Similarly, the President, Constance Shareholders Association, Shehu Mallam Mikail, who explained that MTN has no right to suspend shareholders’ dividend, noted that the telecoms giant is making profit and getting good returns from Nigeria.

He urged the regulatory authorities to ensure that multinationals operating in Nigeria complied with the rules so as to protect investors’ rights.

Mikail noted that “The illegal transfers do not concern the issue of dividend payout and MTN can only fish out those concerned in the transfer saga and it should not stop the payment of dividend to shareholders because it is an investment.”

According to the President, Association of Telecommunications Companies of Nigeria (ATCON), Olushola Teniola, the CBN cannot stop a legally registered company from declaring dividends or making dividend payments, unless there is evidence of criminal activity or a court order stipulates this in rare cases.

But the President, Ibadan Zone Shareholders Association of Nigeria, Sola Abodunrin, believed the suspension should not affect MTN from listing next year as planned.

According to him, the agreement to list was part of conditions given when they were negotiating a reduction in their fine, “so as a responsible company, I do not think they will renege. Many Nigerians are looking forward to their listing.”

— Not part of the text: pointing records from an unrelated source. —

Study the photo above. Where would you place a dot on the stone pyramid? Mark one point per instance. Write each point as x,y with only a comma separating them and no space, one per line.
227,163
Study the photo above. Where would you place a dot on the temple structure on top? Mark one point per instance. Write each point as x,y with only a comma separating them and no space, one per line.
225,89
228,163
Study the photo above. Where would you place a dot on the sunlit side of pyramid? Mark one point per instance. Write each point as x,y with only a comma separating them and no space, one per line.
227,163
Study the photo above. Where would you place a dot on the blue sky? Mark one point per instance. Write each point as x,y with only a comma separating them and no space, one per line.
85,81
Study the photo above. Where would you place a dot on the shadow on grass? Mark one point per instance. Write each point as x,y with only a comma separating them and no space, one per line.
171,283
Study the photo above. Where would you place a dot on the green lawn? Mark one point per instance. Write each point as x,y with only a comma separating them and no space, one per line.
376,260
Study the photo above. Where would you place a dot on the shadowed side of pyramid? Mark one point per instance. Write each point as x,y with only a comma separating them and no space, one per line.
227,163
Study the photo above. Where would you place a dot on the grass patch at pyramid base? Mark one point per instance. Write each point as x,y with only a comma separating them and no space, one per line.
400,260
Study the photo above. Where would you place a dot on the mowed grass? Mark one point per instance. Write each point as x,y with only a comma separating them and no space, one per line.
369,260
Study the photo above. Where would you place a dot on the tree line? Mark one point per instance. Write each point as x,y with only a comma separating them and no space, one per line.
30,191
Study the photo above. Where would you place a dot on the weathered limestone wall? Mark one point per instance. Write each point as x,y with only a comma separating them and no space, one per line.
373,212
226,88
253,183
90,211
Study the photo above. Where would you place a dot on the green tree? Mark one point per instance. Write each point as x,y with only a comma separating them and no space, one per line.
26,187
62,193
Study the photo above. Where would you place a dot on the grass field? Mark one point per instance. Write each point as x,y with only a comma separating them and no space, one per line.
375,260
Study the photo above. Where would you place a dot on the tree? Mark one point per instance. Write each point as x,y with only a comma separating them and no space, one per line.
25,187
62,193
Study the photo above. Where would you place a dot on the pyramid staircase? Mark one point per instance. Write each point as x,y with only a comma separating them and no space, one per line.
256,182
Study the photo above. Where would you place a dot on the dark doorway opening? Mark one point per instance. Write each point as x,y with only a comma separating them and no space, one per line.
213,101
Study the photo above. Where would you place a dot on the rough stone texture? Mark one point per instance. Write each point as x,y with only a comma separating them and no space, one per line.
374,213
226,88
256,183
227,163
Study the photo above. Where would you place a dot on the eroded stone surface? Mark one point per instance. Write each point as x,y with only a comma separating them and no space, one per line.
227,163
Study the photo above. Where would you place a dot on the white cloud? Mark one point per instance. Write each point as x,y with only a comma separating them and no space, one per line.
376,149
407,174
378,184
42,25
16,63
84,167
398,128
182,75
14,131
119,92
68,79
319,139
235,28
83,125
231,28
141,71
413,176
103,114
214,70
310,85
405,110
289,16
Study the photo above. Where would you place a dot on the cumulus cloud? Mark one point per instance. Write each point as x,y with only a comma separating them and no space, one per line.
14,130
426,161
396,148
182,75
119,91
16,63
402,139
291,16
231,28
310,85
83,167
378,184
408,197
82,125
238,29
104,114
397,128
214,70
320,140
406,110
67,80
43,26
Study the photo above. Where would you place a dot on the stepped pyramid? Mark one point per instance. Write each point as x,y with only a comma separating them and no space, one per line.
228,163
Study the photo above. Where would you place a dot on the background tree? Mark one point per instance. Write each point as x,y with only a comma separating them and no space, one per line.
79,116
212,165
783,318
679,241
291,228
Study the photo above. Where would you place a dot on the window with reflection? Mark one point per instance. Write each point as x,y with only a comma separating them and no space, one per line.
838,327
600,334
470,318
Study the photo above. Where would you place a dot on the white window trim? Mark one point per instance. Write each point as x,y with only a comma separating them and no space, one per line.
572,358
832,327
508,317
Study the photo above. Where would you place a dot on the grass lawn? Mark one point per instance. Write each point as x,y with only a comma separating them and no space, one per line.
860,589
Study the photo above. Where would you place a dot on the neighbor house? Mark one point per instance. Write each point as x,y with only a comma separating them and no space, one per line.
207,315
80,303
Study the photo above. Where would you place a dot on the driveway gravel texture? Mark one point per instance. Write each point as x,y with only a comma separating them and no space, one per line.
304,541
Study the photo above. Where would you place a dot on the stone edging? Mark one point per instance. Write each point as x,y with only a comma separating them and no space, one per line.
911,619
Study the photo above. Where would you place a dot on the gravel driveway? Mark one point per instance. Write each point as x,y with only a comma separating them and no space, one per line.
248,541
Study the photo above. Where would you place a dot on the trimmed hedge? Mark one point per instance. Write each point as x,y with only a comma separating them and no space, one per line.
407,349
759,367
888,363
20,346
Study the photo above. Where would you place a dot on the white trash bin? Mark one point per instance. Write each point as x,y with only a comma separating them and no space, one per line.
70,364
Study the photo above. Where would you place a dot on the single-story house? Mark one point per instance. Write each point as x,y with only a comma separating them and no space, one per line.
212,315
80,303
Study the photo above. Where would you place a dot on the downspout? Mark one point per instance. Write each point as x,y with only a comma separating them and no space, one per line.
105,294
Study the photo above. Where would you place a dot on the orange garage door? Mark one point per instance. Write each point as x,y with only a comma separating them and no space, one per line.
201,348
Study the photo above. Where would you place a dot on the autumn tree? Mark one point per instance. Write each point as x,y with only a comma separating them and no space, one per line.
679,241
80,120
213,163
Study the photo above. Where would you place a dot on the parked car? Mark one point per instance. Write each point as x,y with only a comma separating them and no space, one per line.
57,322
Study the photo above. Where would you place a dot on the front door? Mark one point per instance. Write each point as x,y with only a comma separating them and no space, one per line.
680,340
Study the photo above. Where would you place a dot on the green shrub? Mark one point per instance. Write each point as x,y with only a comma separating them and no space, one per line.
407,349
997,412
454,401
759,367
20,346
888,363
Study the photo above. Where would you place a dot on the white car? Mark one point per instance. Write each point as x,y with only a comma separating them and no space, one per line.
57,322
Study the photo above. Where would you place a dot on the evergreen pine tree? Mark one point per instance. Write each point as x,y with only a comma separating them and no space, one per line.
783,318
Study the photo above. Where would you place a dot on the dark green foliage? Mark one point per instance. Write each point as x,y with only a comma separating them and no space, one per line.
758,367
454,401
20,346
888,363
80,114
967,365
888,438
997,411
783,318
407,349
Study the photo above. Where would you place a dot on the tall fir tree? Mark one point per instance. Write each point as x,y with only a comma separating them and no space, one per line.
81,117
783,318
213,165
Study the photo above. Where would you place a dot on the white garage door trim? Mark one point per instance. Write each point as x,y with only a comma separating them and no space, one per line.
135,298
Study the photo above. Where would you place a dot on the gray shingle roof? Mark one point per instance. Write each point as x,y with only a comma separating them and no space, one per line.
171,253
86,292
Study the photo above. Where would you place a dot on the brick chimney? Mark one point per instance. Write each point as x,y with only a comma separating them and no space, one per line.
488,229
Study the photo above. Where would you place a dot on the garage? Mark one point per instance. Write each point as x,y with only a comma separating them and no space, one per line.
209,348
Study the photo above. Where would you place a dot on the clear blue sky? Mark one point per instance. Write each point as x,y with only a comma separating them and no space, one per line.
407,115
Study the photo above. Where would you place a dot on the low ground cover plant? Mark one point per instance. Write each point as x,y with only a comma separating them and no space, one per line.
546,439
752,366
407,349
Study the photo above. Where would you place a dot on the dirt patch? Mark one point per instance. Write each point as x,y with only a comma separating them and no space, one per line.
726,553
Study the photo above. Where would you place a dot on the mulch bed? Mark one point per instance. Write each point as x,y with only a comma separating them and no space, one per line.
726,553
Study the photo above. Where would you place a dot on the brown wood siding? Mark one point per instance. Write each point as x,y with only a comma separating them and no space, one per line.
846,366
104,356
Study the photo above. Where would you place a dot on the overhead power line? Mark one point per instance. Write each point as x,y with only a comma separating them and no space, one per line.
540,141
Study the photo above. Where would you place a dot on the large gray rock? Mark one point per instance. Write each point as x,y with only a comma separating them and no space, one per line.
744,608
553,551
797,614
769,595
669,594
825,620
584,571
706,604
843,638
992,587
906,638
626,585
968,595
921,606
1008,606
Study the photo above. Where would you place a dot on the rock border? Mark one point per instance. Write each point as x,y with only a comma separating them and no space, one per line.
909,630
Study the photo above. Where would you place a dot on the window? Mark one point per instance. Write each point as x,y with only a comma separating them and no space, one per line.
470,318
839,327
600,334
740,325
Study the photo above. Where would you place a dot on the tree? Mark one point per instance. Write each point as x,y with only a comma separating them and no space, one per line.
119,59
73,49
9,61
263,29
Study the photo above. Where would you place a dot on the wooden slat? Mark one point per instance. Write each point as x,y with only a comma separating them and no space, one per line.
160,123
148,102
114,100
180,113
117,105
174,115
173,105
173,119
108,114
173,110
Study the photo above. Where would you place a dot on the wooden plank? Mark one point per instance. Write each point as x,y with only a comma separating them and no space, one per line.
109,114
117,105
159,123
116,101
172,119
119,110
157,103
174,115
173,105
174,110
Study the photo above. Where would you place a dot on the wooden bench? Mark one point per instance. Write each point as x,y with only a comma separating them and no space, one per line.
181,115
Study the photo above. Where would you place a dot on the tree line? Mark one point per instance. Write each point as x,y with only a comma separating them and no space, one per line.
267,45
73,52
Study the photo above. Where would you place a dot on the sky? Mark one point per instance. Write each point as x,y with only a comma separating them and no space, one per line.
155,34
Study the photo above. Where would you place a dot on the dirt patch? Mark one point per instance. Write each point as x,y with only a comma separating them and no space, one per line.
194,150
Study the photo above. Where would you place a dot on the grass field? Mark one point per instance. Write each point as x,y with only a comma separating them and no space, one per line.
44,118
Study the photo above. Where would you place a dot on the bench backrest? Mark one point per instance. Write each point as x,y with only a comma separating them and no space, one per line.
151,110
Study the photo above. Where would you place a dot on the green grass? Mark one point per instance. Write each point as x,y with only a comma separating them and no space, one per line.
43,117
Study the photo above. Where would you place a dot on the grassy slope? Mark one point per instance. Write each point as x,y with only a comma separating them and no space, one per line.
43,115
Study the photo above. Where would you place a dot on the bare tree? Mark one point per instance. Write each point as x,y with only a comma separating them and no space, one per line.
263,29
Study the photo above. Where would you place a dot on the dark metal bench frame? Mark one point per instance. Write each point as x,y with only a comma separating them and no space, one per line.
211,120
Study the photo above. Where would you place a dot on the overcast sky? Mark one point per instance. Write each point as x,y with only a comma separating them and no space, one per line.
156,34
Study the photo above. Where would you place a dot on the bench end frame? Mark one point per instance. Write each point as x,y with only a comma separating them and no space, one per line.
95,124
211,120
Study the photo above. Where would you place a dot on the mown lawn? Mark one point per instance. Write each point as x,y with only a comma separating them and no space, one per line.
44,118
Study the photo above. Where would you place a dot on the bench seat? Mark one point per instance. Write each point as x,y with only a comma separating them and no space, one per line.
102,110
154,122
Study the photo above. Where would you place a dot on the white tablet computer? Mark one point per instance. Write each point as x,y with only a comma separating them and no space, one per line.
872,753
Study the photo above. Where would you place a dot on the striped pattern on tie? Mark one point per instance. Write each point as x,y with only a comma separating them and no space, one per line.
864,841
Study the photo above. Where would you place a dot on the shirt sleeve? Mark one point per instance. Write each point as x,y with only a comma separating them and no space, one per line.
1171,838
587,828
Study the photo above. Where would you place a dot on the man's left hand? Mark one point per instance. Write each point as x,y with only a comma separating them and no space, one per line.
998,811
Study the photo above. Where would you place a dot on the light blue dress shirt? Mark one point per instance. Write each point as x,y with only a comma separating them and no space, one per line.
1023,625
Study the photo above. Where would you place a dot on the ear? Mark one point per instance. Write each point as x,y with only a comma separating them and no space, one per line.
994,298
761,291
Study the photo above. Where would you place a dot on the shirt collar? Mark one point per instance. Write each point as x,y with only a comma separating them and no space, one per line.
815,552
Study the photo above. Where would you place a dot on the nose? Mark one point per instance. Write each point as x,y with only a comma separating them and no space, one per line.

Timothy Olufemi, however, believed strongly that the suspension would affect MTN’s listing next year.

The South African telecoms firm in the letter to its shareholders, confirmed that “MTN Nigeria, four commercial banks, certain MTN Nigeria directors and shareholders, the Central Bank of Nigeria and others appeared before the Senate on October 20, 2016 at the outset of this investigation.

“The allegations are that $13.97 billion was repatriated illegally by MTN Nigeria through its bankers. MTN Nigeria and its bankers are cooperating with the investigation with a view to resolving the matter as expeditiously as possible.

“In the interim, the CBN has instructed the banks to suspend any remittance of dividends until further notice. MTN Nigeria continues to refute the allegations that MTN Nigeria had improperly repatriated funds from Nigeria.

“Consequently, MTN Nigeria will strongly defend any action that would be prejudicial to its interest. MTN Nigeria has no intention to make any dividend payments over the next six months.”

Senator Dino Melaye blew the lid that MTN in connivance with the Minister of Trade and Investment, Okechukwu Enelamah, and four commercial banks exploited the Nigerian financial system to illegally move $13.97 billion out of the country without the required authorisation.

Meanwhile, the embattled telecommunications firm has revealed that its new chief executive will take over three months ahead of plan.

Vodafone European boss, Rob Shuter, was due to start in July next year but MTN said in a statement accompanying its quarterly update that he would now start on March 13, 2017.

South Africa-born Shuter, a banker with risk management background, will inherit a company that is the subject of a parliamentary investigation in Nigeria on whether it unlawfully repatriated $13.97 billion between 2006 and 2016.